SB 3.31.9

akalpaḥ svāṅga-ceṣṭāyāṁ
śakunta iva pañjare
tatra labdha-smṛtir daivāt
karma janma-śatodbhavam
smaran dīrgham anucchvāsaṁ
śarma kiṁ nāma vindate
Palabra por palabra: 
akalpaḥ — incapaces; sva-aṅga — sus miembros; ceṣṭāyām — de moverse; śakuntaḥ — un pájaro; iva — como; pañjare — en una jaula; tatra — ahí; labdha-smṛtiḥ — habiendo recobrado la memoria; daivāt — por fortuna; karma — actividades; janma- śata-udbhavam — ocurridas durante las cien últimas vidas; smaran — recordar; dīrgham — durante mucho tiempo; anucchvāsam — suspirar; śarma — paz de la mente; kim — qué; nāma — entonces; vindate — puede conseguir.
Traducción: 
El niño permanece en esa posición, sin libertad de movimiento, como un pájaro en una jaula. Entonces, si es afortunado, puede recordar todas las desgracias de sus cien vidas anteriores, y se lamenta, completamente afligido. ¿Qué posibilidad hay, en esas circunstancias, de tener paz en la mente?
Significado: 

Después de nacer, puede que el niño olvide las dificultades de sus vidas pasadas, pero los adultos, mediante la lectura de Escrituras autorizadas como el Śrīmad-Bhāgavatam, al menos podemos entender las penosas torturas sufridas al nacer y al morir.
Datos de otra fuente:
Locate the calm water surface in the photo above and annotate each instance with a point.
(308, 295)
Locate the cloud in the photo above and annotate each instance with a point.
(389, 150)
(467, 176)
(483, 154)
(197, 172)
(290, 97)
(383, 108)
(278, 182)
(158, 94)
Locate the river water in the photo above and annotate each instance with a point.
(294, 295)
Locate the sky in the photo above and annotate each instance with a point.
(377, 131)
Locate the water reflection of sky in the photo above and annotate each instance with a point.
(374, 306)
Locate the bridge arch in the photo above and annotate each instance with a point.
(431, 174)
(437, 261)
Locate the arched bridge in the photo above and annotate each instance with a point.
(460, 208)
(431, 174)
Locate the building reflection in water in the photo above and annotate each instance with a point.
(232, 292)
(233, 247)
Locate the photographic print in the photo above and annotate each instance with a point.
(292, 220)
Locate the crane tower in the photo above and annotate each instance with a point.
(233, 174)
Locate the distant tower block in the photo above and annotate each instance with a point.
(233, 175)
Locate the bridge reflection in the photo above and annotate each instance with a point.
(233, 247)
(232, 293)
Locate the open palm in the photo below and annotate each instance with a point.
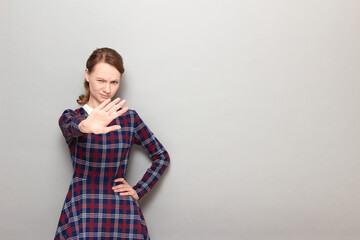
(98, 120)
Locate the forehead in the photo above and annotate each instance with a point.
(105, 71)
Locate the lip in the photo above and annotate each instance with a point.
(104, 96)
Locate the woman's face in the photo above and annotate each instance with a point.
(104, 82)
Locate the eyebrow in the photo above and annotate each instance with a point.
(106, 80)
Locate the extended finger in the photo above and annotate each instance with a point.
(111, 105)
(119, 180)
(111, 128)
(122, 189)
(117, 106)
(103, 104)
(120, 112)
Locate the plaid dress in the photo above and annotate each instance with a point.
(92, 210)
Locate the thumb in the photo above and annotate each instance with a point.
(113, 128)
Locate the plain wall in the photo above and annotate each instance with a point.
(256, 101)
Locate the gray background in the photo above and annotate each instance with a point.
(256, 101)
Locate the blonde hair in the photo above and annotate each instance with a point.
(106, 55)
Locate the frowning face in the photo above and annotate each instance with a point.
(104, 81)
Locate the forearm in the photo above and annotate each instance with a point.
(153, 174)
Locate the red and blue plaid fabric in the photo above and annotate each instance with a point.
(92, 210)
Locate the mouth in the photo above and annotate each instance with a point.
(104, 96)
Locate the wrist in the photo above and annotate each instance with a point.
(83, 127)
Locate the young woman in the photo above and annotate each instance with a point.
(100, 204)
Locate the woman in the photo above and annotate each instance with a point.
(100, 204)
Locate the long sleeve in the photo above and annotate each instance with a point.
(69, 124)
(160, 157)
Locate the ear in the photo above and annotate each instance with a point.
(87, 74)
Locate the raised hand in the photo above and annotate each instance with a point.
(125, 189)
(98, 120)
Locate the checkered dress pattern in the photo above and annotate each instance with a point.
(92, 210)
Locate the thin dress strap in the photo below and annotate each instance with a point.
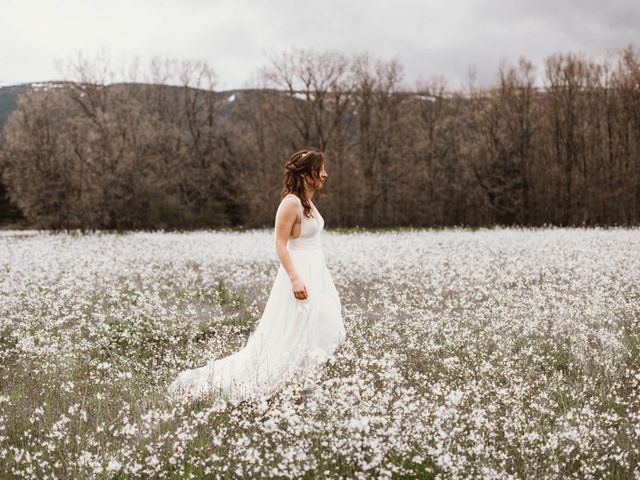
(299, 201)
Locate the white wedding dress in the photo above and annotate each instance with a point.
(292, 335)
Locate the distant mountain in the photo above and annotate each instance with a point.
(8, 98)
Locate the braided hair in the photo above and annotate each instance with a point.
(303, 162)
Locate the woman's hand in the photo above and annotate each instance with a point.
(299, 289)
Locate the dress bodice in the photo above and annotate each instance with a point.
(310, 228)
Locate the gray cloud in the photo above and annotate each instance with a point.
(430, 38)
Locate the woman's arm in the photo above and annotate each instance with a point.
(285, 219)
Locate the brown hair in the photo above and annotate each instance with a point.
(308, 162)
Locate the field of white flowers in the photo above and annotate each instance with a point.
(488, 354)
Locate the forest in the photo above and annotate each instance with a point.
(164, 149)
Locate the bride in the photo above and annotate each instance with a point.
(301, 325)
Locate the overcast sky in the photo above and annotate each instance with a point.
(429, 37)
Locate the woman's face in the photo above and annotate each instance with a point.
(318, 183)
(323, 176)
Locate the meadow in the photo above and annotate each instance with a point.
(490, 353)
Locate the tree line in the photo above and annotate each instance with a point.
(172, 152)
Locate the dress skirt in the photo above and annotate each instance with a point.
(292, 335)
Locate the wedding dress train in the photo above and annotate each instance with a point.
(291, 335)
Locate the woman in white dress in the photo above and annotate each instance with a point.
(301, 325)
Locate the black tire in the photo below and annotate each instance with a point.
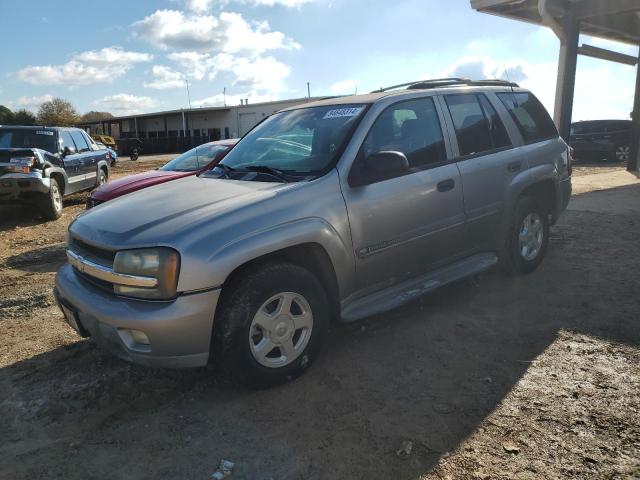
(51, 203)
(514, 262)
(621, 153)
(102, 177)
(231, 350)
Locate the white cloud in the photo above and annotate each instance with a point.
(613, 102)
(31, 103)
(165, 78)
(344, 87)
(193, 64)
(125, 104)
(229, 32)
(284, 3)
(94, 66)
(198, 6)
(203, 6)
(265, 74)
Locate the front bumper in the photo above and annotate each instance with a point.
(179, 331)
(15, 187)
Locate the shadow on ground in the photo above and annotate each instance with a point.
(430, 372)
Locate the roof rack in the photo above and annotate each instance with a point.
(449, 82)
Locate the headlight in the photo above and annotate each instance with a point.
(163, 264)
(22, 164)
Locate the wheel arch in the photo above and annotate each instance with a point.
(311, 256)
(60, 176)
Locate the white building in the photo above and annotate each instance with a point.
(212, 123)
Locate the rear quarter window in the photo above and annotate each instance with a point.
(529, 115)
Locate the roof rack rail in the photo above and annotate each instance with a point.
(449, 82)
(439, 81)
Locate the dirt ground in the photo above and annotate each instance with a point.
(496, 377)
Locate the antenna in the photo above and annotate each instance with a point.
(186, 81)
(513, 93)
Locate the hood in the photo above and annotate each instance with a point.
(159, 215)
(122, 186)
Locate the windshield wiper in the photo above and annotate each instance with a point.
(274, 172)
(225, 168)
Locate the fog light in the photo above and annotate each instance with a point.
(139, 337)
(135, 340)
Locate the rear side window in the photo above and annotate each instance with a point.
(478, 126)
(410, 127)
(79, 140)
(618, 126)
(530, 116)
(66, 141)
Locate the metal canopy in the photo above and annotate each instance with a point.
(617, 20)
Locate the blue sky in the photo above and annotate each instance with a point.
(135, 56)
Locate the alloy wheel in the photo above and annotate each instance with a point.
(623, 153)
(281, 330)
(531, 236)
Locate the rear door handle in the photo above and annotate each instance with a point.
(514, 166)
(446, 185)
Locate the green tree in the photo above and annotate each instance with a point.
(93, 116)
(24, 117)
(57, 113)
(6, 116)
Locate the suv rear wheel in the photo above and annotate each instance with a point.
(528, 237)
(102, 177)
(51, 203)
(622, 153)
(271, 326)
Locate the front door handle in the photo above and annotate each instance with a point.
(446, 185)
(514, 166)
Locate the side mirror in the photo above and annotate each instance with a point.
(384, 166)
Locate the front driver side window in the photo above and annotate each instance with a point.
(411, 127)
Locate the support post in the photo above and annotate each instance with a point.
(567, 66)
(634, 160)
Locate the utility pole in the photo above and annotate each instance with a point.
(186, 81)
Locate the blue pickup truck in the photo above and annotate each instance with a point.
(41, 165)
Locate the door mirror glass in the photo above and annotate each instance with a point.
(384, 166)
(68, 151)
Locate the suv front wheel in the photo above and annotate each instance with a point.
(528, 237)
(51, 203)
(271, 325)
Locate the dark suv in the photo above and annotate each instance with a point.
(40, 165)
(596, 139)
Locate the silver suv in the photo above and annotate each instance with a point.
(334, 210)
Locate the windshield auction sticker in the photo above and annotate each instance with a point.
(343, 112)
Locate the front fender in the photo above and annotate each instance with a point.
(214, 271)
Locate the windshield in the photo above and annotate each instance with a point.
(196, 158)
(297, 142)
(19, 138)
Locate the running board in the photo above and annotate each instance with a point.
(402, 293)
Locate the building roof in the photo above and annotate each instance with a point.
(617, 20)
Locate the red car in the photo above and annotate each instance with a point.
(193, 162)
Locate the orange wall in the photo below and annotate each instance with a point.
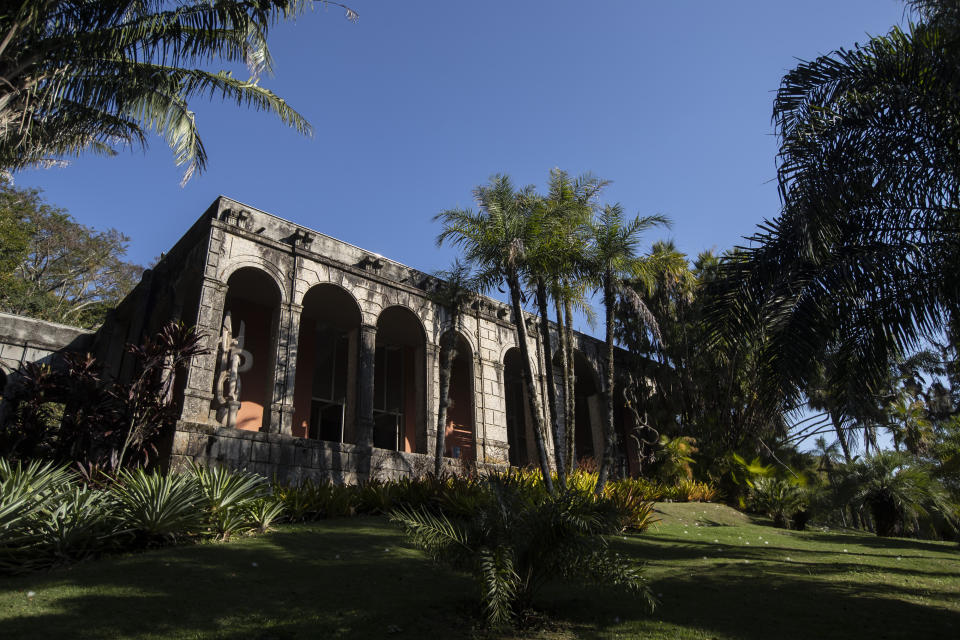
(254, 383)
(303, 380)
(459, 431)
(409, 399)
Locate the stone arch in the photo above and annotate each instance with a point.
(258, 263)
(252, 302)
(325, 387)
(460, 434)
(399, 389)
(462, 331)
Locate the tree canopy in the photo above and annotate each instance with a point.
(82, 76)
(54, 268)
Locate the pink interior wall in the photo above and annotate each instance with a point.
(459, 431)
(409, 399)
(303, 381)
(253, 392)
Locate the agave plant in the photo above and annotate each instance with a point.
(228, 495)
(78, 524)
(28, 494)
(158, 508)
(261, 513)
(513, 540)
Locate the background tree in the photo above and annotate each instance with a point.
(64, 272)
(97, 76)
(555, 260)
(455, 289)
(614, 259)
(861, 261)
(495, 239)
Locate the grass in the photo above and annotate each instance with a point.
(719, 574)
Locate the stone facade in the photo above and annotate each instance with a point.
(342, 349)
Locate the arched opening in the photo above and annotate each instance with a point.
(588, 405)
(253, 304)
(325, 388)
(459, 440)
(399, 390)
(517, 406)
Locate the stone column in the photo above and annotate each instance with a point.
(431, 356)
(198, 394)
(368, 347)
(287, 343)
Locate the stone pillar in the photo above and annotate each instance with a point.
(432, 366)
(368, 347)
(286, 366)
(198, 393)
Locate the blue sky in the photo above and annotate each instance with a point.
(420, 101)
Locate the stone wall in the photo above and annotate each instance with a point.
(25, 339)
(292, 460)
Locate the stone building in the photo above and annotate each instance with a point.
(313, 342)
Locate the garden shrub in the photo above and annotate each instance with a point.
(513, 538)
(780, 500)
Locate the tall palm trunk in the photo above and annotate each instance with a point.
(565, 424)
(513, 283)
(609, 432)
(448, 352)
(555, 428)
(570, 383)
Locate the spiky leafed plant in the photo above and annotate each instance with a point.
(861, 260)
(455, 290)
(614, 260)
(158, 508)
(229, 496)
(513, 538)
(96, 76)
(495, 239)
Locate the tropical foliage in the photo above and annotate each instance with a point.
(53, 268)
(859, 263)
(51, 515)
(98, 76)
(70, 413)
(512, 539)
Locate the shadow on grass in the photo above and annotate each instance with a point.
(877, 542)
(346, 580)
(730, 603)
(355, 579)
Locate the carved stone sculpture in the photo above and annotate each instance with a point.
(234, 360)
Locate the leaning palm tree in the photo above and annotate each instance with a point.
(456, 288)
(494, 239)
(95, 76)
(614, 260)
(861, 260)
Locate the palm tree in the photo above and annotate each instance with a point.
(614, 259)
(94, 76)
(862, 259)
(454, 291)
(896, 489)
(554, 260)
(495, 240)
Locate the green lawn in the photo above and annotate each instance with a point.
(719, 575)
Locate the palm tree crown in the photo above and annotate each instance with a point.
(93, 76)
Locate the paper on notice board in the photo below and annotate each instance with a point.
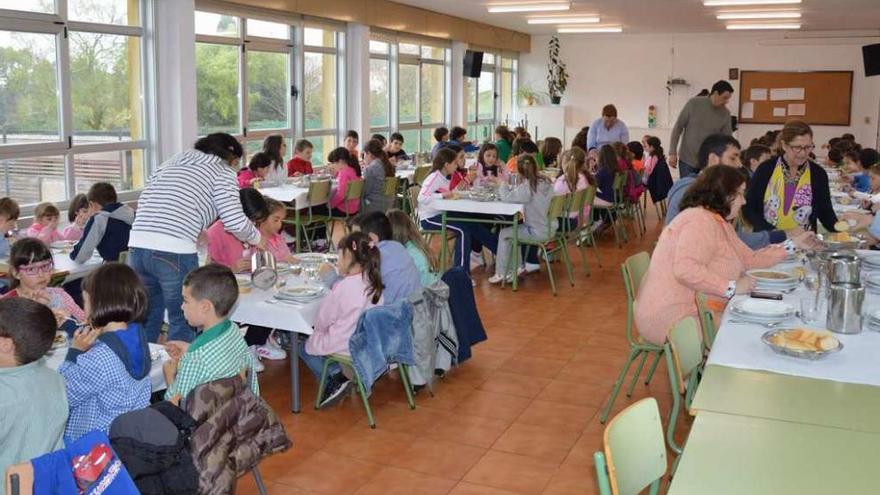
(777, 94)
(797, 109)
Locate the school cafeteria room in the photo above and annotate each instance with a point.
(459, 247)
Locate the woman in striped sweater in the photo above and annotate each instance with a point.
(182, 198)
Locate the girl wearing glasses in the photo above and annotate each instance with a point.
(31, 269)
(790, 191)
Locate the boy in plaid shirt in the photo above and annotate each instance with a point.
(219, 350)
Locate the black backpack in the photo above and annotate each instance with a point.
(153, 444)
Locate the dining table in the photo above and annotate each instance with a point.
(777, 424)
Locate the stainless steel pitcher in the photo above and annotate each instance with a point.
(264, 272)
(845, 308)
(844, 269)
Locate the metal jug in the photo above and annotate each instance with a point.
(264, 272)
(844, 269)
(845, 308)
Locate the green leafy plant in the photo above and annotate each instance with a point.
(557, 76)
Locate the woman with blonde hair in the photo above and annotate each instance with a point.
(790, 192)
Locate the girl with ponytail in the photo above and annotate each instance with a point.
(359, 289)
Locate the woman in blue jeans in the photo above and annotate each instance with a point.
(185, 195)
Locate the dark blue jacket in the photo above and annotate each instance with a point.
(107, 232)
(467, 321)
(383, 335)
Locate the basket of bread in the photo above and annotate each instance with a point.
(802, 342)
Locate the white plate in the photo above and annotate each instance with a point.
(782, 278)
(765, 307)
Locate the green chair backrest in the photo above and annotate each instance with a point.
(637, 265)
(687, 350)
(634, 448)
(319, 192)
(354, 189)
(420, 174)
(707, 321)
(389, 190)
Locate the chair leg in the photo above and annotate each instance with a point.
(633, 354)
(549, 269)
(261, 487)
(632, 384)
(404, 377)
(363, 393)
(653, 367)
(567, 261)
(322, 383)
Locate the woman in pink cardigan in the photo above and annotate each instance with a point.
(699, 252)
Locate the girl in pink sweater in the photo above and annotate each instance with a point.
(45, 226)
(699, 252)
(359, 290)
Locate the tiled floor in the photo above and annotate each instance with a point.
(520, 417)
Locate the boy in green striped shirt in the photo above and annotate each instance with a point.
(219, 350)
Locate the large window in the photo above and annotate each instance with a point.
(72, 99)
(251, 82)
(408, 89)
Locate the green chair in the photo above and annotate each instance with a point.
(555, 241)
(585, 224)
(634, 456)
(307, 220)
(707, 320)
(389, 192)
(354, 190)
(633, 269)
(345, 360)
(420, 174)
(684, 360)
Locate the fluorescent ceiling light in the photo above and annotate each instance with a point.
(734, 3)
(578, 30)
(763, 26)
(724, 16)
(528, 7)
(563, 20)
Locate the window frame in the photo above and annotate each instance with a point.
(60, 26)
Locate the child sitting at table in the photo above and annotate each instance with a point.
(301, 163)
(359, 289)
(219, 350)
(535, 192)
(404, 231)
(31, 266)
(33, 404)
(437, 186)
(224, 249)
(107, 229)
(9, 212)
(45, 226)
(106, 371)
(256, 171)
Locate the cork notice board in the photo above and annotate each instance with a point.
(773, 97)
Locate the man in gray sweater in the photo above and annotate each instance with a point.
(700, 117)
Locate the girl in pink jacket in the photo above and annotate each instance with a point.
(359, 290)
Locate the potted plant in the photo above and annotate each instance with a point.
(527, 94)
(557, 77)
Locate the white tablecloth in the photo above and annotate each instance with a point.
(54, 360)
(738, 345)
(254, 308)
(471, 206)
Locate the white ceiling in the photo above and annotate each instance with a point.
(664, 16)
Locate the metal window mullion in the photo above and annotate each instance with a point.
(65, 92)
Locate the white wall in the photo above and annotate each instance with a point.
(631, 71)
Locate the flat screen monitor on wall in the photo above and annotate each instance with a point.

Que no creamos en las Escrituras es otro asunto, pero si tenemos fe en la autoridad de sus descripciones, entonces debemos prepararnos para obtener la libertad en la siguiente vida; eso es posible en la forma humana de vida. Cuando alguien no tiene en cuenta estas indicaciones acerca del sufrimiento de la existencia humana, indudablemente se considera que está cometiendo suicidio. Se dice que la forma humana de vida es el único medio para atravesar la nesciencia de māyā, la existencia material. Contamos con un navío poderoso, el cuerpo humano, y con un capitán muy experto, el maestro espiritual; los mandamientos de las Escrituras son como vientos favorables. Si, a pesar de todas esas facilidades, no cruzamos el océano de nesciencia de la existencia material, entonces ciertamente estamos cometiendo suicidio.